I’ve been having this issue very sporadically (sometimes a couple times a week, sometimes once a month). I’m curious as to how the more veteran folk here would try and narrow down the cause of this issue.
I can provide more info if needed!
Edit: More Info:
- Using a static IP (no DHCP) through Netplan.
I have a TP-Link HS300 that connects to a AP running openwrt, at any moment I can wireguard to AP and use Kasa APP to turn on/off any machine (not the AP though).
There is a Python package for kasa so one can use openwrt machine to detect if machine is down and automatically switch on and off if needed.
Honestly I would replace Ubuntu with an actual operating system designed for servers.
tbf i’m using ubuntu server because I’ve been using it on and off for a decade. Overall I’ve had no major issues. And its long-term support is one of the longest.
There’s the thought of going RHEL-based which I have experience with from work too, so that is an option in the long run.
Check if there’s some weirdness in IP allocation. A reboot can cause DHCP to give it a new one that works as long as it does, then fail on some weird collision.
I forgot to mention that I’m not using DHCP, statically allocating a local IP
Is there a DHCP server at play? Is the static IP outside of the DHCP range? This does sound like a typical IP collision.
DHCP is enabled on the router, but I believe the IP address is outside the designated DHCP range.
I’ll double check when I’m home!
Edit: I will also say that this modem/router is dedicated only for the server, so there shouldnt be any other clients on it at all.
This might not be applicable to your use case, but maybe it helps.
Couple of years ago I had a problem where ONE windows laptop was unable to access the internet. Sometimes it would work right away, sometimes it took 1 or 2 reboots, sometimes the damn thing wouldn’t budge.
lo and behold, it turns out the windows laptop was assigned a DHCP address that one linksys router had as a static ip. Why that resulted in a sporadic error and not a constant one I’ll never know.
So next time you have this issue, rip out the network cable from the server and try to ping the ip the server is supposed to have.
Other than that, check the journal if something start to pop up around the time you experience the problem.
Thanks for the suggestion. So I have the static IP assigned with DHCP disabled both through Netplan, not through the router.
I’ll remember to check the Netplann (?) journal/logs around that time, or are you referring to dmesg?
Since you’re not really sure what the issue is, check all the logfiles around the time the problem starts. maybe you’ll see a service stopping or starting.

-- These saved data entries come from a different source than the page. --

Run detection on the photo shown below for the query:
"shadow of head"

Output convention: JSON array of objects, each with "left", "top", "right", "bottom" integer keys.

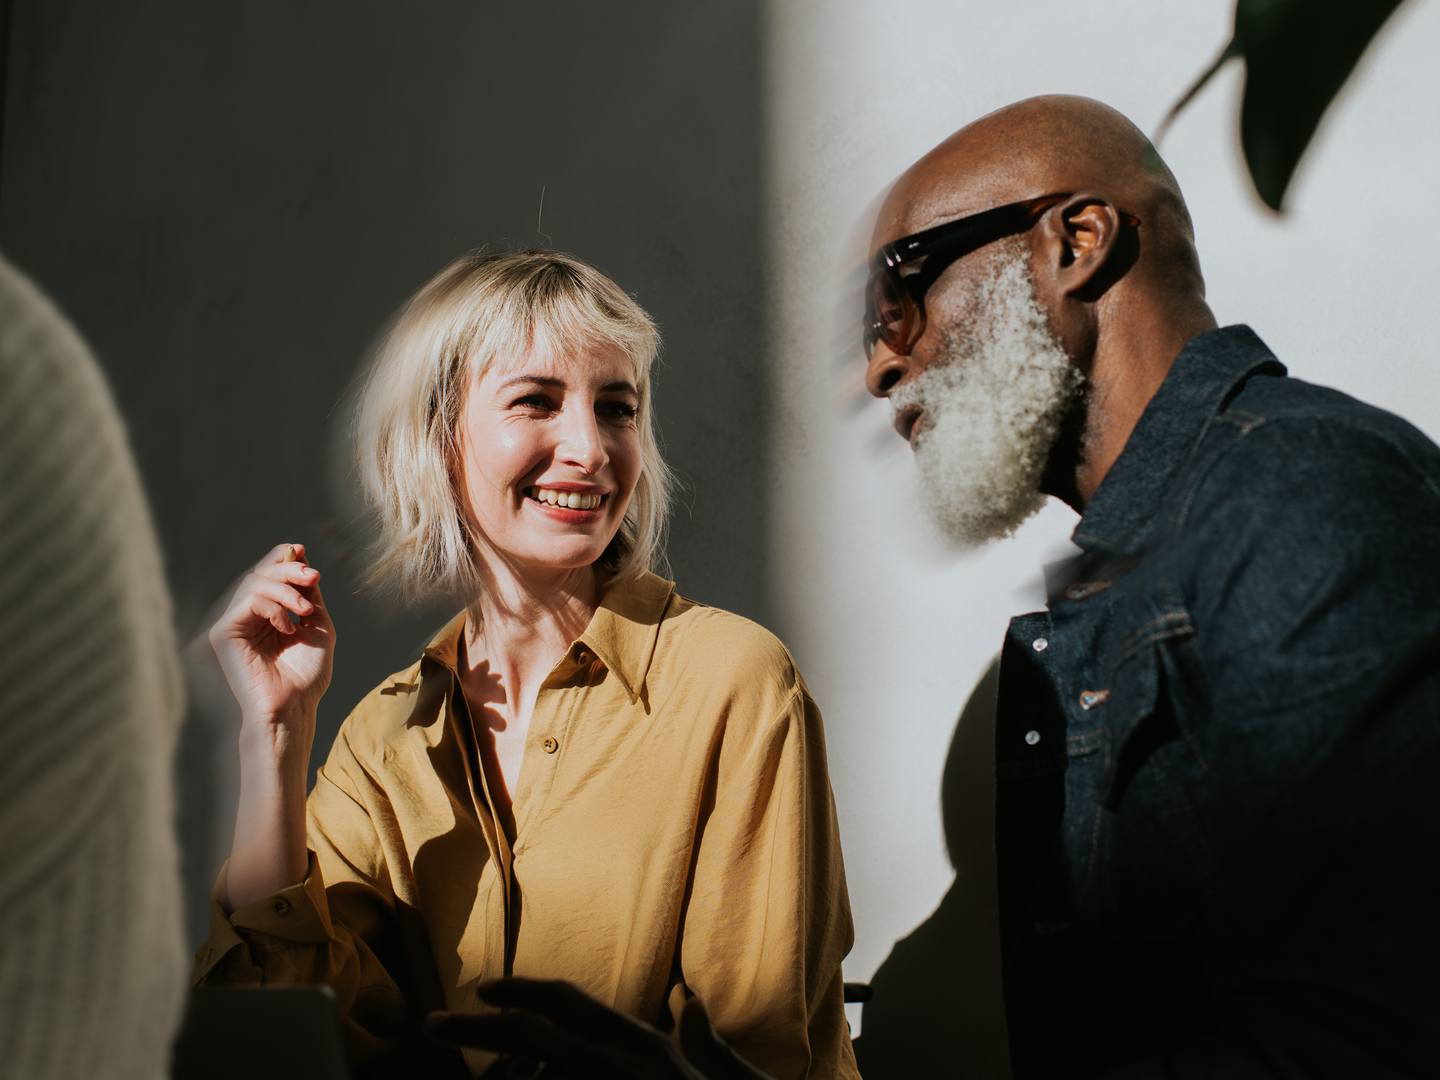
[{"left": 854, "top": 657, "right": 1010, "bottom": 1080}]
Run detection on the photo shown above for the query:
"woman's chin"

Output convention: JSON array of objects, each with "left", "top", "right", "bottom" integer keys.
[{"left": 508, "top": 539, "right": 614, "bottom": 575}]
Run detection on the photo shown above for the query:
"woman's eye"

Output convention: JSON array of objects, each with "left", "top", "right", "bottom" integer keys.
[
  {"left": 598, "top": 401, "right": 638, "bottom": 420},
  {"left": 513, "top": 394, "right": 556, "bottom": 412}
]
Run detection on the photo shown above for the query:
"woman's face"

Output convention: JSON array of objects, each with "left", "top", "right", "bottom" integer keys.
[{"left": 457, "top": 338, "right": 643, "bottom": 577}]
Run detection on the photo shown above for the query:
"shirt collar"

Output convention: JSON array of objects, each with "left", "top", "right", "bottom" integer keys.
[
  {"left": 420, "top": 571, "right": 675, "bottom": 703},
  {"left": 579, "top": 572, "right": 675, "bottom": 703},
  {"left": 422, "top": 610, "right": 467, "bottom": 671},
  {"left": 1072, "top": 324, "right": 1286, "bottom": 557}
]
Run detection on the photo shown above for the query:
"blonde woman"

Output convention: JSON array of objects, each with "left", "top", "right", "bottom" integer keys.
[{"left": 194, "top": 251, "right": 858, "bottom": 1080}]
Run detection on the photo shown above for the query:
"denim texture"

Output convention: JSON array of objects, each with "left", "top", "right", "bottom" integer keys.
[{"left": 995, "top": 326, "right": 1440, "bottom": 1078}]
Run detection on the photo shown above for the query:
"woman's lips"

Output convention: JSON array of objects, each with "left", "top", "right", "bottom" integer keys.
[{"left": 524, "top": 485, "right": 607, "bottom": 512}]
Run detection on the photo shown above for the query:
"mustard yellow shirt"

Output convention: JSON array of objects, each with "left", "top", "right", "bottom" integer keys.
[{"left": 193, "top": 572, "right": 858, "bottom": 1079}]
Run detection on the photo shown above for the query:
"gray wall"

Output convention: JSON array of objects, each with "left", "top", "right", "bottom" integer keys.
[{"left": 0, "top": 0, "right": 766, "bottom": 948}]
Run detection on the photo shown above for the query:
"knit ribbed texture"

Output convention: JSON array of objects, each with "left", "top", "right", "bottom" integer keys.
[{"left": 0, "top": 254, "right": 186, "bottom": 1079}]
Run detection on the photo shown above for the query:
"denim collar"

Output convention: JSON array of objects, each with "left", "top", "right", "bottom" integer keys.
[{"left": 1071, "top": 325, "right": 1286, "bottom": 557}]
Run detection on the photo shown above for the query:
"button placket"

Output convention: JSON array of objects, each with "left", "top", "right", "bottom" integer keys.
[{"left": 514, "top": 671, "right": 588, "bottom": 856}]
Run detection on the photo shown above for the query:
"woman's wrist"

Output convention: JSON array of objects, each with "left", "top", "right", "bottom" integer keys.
[{"left": 238, "top": 706, "right": 315, "bottom": 770}]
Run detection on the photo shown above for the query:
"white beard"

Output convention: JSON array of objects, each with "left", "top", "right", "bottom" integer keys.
[{"left": 890, "top": 251, "right": 1082, "bottom": 550}]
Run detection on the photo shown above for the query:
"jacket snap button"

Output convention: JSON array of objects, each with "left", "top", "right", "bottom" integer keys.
[
  {"left": 1025, "top": 730, "right": 1041, "bottom": 745},
  {"left": 1032, "top": 637, "right": 1048, "bottom": 652},
  {"left": 542, "top": 736, "right": 559, "bottom": 754}
]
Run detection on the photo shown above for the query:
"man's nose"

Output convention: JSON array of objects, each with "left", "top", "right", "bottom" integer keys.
[{"left": 865, "top": 340, "right": 911, "bottom": 397}]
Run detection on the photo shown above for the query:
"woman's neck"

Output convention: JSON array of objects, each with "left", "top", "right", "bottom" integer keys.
[
  {"left": 462, "top": 556, "right": 601, "bottom": 689},
  {"left": 456, "top": 555, "right": 605, "bottom": 830}
]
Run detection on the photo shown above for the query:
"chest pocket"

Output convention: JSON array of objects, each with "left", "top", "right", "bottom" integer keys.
[
  {"left": 1100, "top": 611, "right": 1195, "bottom": 810},
  {"left": 1100, "top": 621, "right": 1219, "bottom": 905}
]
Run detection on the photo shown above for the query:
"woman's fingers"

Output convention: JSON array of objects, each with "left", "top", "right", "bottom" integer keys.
[
  {"left": 679, "top": 999, "right": 769, "bottom": 1080},
  {"left": 240, "top": 573, "right": 315, "bottom": 629},
  {"left": 476, "top": 979, "right": 657, "bottom": 1051},
  {"left": 263, "top": 541, "right": 306, "bottom": 566},
  {"left": 254, "top": 559, "right": 320, "bottom": 585},
  {"left": 253, "top": 552, "right": 322, "bottom": 592},
  {"left": 252, "top": 548, "right": 331, "bottom": 624},
  {"left": 210, "top": 567, "right": 322, "bottom": 649},
  {"left": 425, "top": 1012, "right": 608, "bottom": 1079}
]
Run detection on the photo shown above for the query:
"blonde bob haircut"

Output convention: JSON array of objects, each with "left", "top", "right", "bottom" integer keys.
[{"left": 354, "top": 249, "right": 672, "bottom": 602}]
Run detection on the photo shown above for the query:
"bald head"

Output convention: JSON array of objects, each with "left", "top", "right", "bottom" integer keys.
[
  {"left": 866, "top": 96, "right": 1220, "bottom": 510},
  {"left": 875, "top": 95, "right": 1204, "bottom": 299}
]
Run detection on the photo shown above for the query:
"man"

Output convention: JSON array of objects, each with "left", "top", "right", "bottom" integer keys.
[{"left": 429, "top": 96, "right": 1440, "bottom": 1077}]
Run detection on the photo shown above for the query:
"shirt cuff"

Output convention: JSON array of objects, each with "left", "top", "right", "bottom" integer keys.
[
  {"left": 191, "top": 851, "right": 334, "bottom": 983},
  {"left": 232, "top": 849, "right": 335, "bottom": 942}
]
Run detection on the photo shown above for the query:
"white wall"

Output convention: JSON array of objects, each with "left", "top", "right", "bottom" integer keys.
[{"left": 763, "top": 0, "right": 1440, "bottom": 1011}]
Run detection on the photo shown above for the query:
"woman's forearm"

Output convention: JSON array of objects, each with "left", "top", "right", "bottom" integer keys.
[
  {"left": 224, "top": 709, "right": 315, "bottom": 911},
  {"left": 207, "top": 543, "right": 335, "bottom": 912}
]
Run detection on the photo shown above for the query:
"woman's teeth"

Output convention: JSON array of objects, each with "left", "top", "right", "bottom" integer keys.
[{"left": 529, "top": 487, "right": 602, "bottom": 510}]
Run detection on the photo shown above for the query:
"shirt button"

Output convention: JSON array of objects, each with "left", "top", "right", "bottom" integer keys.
[
  {"left": 1025, "top": 730, "right": 1041, "bottom": 745},
  {"left": 271, "top": 897, "right": 290, "bottom": 916},
  {"left": 1032, "top": 637, "right": 1048, "bottom": 652},
  {"left": 542, "top": 736, "right": 559, "bottom": 754},
  {"left": 576, "top": 650, "right": 590, "bottom": 665}
]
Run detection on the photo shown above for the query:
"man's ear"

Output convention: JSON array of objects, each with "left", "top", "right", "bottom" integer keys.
[{"left": 1038, "top": 192, "right": 1136, "bottom": 303}]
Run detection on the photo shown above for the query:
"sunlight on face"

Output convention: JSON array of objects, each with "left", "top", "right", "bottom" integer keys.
[{"left": 457, "top": 337, "right": 643, "bottom": 576}]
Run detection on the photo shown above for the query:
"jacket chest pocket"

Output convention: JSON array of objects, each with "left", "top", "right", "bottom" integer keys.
[{"left": 1099, "top": 628, "right": 1220, "bottom": 920}]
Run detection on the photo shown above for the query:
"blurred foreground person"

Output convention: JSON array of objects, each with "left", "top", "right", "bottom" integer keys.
[
  {"left": 441, "top": 96, "right": 1440, "bottom": 1079},
  {"left": 193, "top": 251, "right": 857, "bottom": 1079},
  {"left": 0, "top": 255, "right": 187, "bottom": 1077}
]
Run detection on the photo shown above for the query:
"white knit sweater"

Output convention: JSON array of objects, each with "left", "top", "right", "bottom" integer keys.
[{"left": 0, "top": 254, "right": 186, "bottom": 1079}]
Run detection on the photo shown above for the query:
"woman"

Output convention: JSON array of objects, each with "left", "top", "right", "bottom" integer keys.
[{"left": 194, "top": 251, "right": 858, "bottom": 1080}]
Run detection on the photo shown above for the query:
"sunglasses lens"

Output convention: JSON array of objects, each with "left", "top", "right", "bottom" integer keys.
[{"left": 864, "top": 271, "right": 910, "bottom": 357}]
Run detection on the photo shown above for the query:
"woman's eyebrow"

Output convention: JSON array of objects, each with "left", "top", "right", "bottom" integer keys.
[
  {"left": 499, "top": 374, "right": 565, "bottom": 389},
  {"left": 600, "top": 381, "right": 638, "bottom": 395}
]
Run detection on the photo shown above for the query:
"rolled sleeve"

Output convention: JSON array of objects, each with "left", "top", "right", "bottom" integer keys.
[
  {"left": 190, "top": 852, "right": 333, "bottom": 984},
  {"left": 231, "top": 851, "right": 335, "bottom": 943}
]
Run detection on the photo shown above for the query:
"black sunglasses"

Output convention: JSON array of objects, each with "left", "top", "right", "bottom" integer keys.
[{"left": 863, "top": 193, "right": 1139, "bottom": 359}]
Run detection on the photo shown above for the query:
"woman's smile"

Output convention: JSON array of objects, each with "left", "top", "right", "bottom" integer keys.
[{"left": 524, "top": 484, "right": 608, "bottom": 515}]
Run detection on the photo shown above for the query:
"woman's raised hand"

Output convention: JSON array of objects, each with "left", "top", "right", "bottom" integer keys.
[
  {"left": 210, "top": 543, "right": 335, "bottom": 727},
  {"left": 213, "top": 543, "right": 336, "bottom": 910}
]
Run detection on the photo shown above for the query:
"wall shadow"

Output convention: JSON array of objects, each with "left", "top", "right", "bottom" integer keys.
[
  {"left": 0, "top": 0, "right": 765, "bottom": 948},
  {"left": 853, "top": 658, "right": 1011, "bottom": 1080}
]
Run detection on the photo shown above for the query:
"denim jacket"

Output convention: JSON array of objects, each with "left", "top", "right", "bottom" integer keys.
[{"left": 995, "top": 326, "right": 1440, "bottom": 1078}]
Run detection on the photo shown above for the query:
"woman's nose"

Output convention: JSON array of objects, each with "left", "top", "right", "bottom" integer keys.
[
  {"left": 558, "top": 409, "right": 608, "bottom": 474},
  {"left": 865, "top": 340, "right": 911, "bottom": 397}
]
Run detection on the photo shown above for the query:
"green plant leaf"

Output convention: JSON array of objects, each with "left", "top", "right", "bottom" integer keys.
[{"left": 1159, "top": 0, "right": 1409, "bottom": 210}]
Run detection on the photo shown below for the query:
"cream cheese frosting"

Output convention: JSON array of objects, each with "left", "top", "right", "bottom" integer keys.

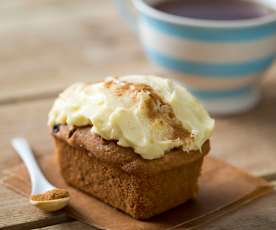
[{"left": 48, "top": 75, "right": 214, "bottom": 159}]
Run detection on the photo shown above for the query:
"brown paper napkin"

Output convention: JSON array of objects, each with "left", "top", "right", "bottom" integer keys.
[{"left": 1, "top": 155, "right": 272, "bottom": 230}]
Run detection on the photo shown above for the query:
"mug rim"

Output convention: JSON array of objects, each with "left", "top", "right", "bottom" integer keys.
[{"left": 133, "top": 0, "right": 276, "bottom": 28}]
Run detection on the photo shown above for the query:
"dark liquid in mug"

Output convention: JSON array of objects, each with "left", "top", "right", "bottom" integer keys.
[{"left": 153, "top": 0, "right": 274, "bottom": 20}]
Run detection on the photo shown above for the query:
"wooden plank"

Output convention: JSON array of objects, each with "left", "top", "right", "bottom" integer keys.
[
  {"left": 0, "top": 76, "right": 275, "bottom": 228},
  {"left": 200, "top": 191, "right": 276, "bottom": 230},
  {"left": 0, "top": 0, "right": 147, "bottom": 228},
  {"left": 0, "top": 99, "right": 94, "bottom": 229},
  {"left": 0, "top": 0, "right": 273, "bottom": 229},
  {"left": 33, "top": 186, "right": 276, "bottom": 230},
  {"left": 0, "top": 185, "right": 69, "bottom": 230},
  {"left": 0, "top": 99, "right": 53, "bottom": 174},
  {"left": 1, "top": 72, "right": 276, "bottom": 175},
  {"left": 30, "top": 181, "right": 276, "bottom": 230},
  {"left": 0, "top": 98, "right": 85, "bottom": 229},
  {"left": 0, "top": 2, "right": 275, "bottom": 227},
  {"left": 0, "top": 0, "right": 155, "bottom": 104},
  {"left": 36, "top": 221, "right": 96, "bottom": 230}
]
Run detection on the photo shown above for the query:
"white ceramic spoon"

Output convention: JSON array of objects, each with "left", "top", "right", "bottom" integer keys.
[{"left": 11, "top": 137, "right": 70, "bottom": 212}]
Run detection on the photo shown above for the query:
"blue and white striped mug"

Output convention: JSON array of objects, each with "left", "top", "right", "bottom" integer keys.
[{"left": 116, "top": 0, "right": 276, "bottom": 114}]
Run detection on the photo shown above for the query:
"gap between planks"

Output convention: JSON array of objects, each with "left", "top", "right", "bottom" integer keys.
[
  {"left": 0, "top": 216, "right": 72, "bottom": 230},
  {"left": 2, "top": 180, "right": 276, "bottom": 230},
  {"left": 0, "top": 184, "right": 71, "bottom": 230},
  {"left": 0, "top": 89, "right": 60, "bottom": 106}
]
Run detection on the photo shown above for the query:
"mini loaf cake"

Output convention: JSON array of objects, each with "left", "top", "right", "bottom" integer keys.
[{"left": 48, "top": 75, "right": 214, "bottom": 219}]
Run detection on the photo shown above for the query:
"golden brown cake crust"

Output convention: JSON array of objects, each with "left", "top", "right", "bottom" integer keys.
[
  {"left": 52, "top": 125, "right": 209, "bottom": 176},
  {"left": 51, "top": 125, "right": 209, "bottom": 219},
  {"left": 54, "top": 137, "right": 205, "bottom": 219}
]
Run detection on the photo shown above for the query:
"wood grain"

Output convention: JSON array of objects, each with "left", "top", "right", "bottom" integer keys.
[
  {"left": 31, "top": 184, "right": 276, "bottom": 230},
  {"left": 0, "top": 0, "right": 276, "bottom": 229},
  {"left": 0, "top": 0, "right": 156, "bottom": 104},
  {"left": 34, "top": 190, "right": 276, "bottom": 230},
  {"left": 0, "top": 99, "right": 68, "bottom": 229},
  {"left": 1, "top": 71, "right": 276, "bottom": 176},
  {"left": 36, "top": 221, "right": 96, "bottom": 230},
  {"left": 200, "top": 192, "right": 276, "bottom": 230},
  {"left": 0, "top": 185, "right": 69, "bottom": 229},
  {"left": 0, "top": 82, "right": 275, "bottom": 228},
  {"left": 0, "top": 99, "right": 52, "bottom": 175}
]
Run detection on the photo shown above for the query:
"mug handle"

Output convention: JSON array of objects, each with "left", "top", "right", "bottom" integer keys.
[{"left": 114, "top": 0, "right": 138, "bottom": 32}]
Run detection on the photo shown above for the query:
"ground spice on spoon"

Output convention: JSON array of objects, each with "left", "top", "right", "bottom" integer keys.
[{"left": 31, "top": 188, "right": 69, "bottom": 201}]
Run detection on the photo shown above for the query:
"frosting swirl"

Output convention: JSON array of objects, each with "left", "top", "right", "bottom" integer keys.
[{"left": 48, "top": 75, "right": 214, "bottom": 159}]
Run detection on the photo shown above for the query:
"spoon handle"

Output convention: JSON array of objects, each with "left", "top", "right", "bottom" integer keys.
[{"left": 11, "top": 138, "right": 53, "bottom": 194}]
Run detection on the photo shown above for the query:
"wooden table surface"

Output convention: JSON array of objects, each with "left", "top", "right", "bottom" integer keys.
[{"left": 0, "top": 0, "right": 276, "bottom": 229}]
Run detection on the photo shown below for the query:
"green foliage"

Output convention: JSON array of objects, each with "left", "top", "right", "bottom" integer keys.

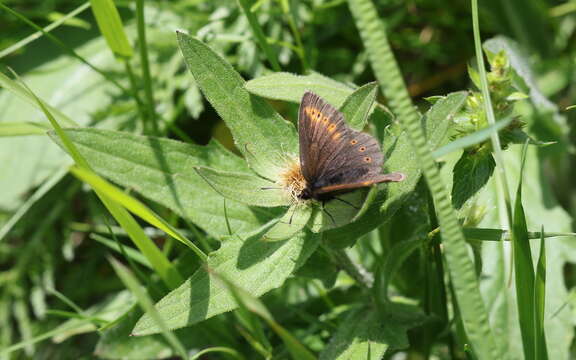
[{"left": 1, "top": 0, "right": 575, "bottom": 359}]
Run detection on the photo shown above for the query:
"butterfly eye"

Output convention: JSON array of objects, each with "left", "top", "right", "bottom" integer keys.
[
  {"left": 359, "top": 146, "right": 366, "bottom": 152},
  {"left": 350, "top": 139, "right": 358, "bottom": 145},
  {"left": 364, "top": 157, "right": 372, "bottom": 163}
]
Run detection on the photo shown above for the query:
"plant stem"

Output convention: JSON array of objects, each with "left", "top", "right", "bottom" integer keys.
[
  {"left": 124, "top": 60, "right": 147, "bottom": 130},
  {"left": 135, "top": 0, "right": 159, "bottom": 135},
  {"left": 323, "top": 245, "right": 373, "bottom": 288}
]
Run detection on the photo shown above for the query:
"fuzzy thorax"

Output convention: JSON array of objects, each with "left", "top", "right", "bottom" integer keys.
[{"left": 279, "top": 159, "right": 307, "bottom": 201}]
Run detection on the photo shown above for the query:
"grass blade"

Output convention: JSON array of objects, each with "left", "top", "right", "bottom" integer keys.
[
  {"left": 89, "top": 0, "right": 133, "bottom": 58},
  {"left": 534, "top": 226, "right": 548, "bottom": 360}
]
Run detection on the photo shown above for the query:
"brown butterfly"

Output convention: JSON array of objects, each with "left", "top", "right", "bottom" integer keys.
[{"left": 297, "top": 91, "right": 405, "bottom": 201}]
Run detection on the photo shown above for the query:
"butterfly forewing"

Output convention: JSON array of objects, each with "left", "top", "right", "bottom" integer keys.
[{"left": 298, "top": 91, "right": 403, "bottom": 200}]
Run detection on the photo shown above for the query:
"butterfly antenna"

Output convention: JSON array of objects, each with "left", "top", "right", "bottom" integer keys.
[
  {"left": 260, "top": 186, "right": 281, "bottom": 190},
  {"left": 333, "top": 196, "right": 360, "bottom": 210}
]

Thank you I’ll do that! It’s hard to catch exactly when it happens. I think I need to get some monitoring and alert services up and running
check that nameservers are specified in /etc/resolv.conf
Good idea. I’ll check that
if ping fails with the name but works with 8.8.8.8 then you’re losing DNS. set the nameservers locally on the server if you’re using a static IP.
I do have nameservers (8.8.8.8 being one of them) set in my Netplan config, if that counts.
it should - I think (I am not familiar with netplan) - but from what I can tell it it’s a utility that simplifies the local config tasks, when you apply it, I think it should be putting the nameservers in /etc/resolv.conf - but before you go down this rabbit hole, check whether 8.8.8.8 or 1.1.1.1 respond to a ping when pings to named servers don’t - if so, it’s definitely name resolution (which would be my first guess).
Thank you, I’ll follow this advice next time it decides to cut the internet off.
I have a TP-Link HS300 that connects to a AP running openwrt, at any moment I can wireguard to AP and use Kasa APP to turn on/off any machine (not the AP though).
There is a Python package for kasa so one can use openwrt machine to detect if machine is down and automatically switch on and off if needed.
I was thinking of something like a local script to reboot the PC once internet isn’t reachable after 5 min or so, but only as a stopgap/workaround until I figure out the issue.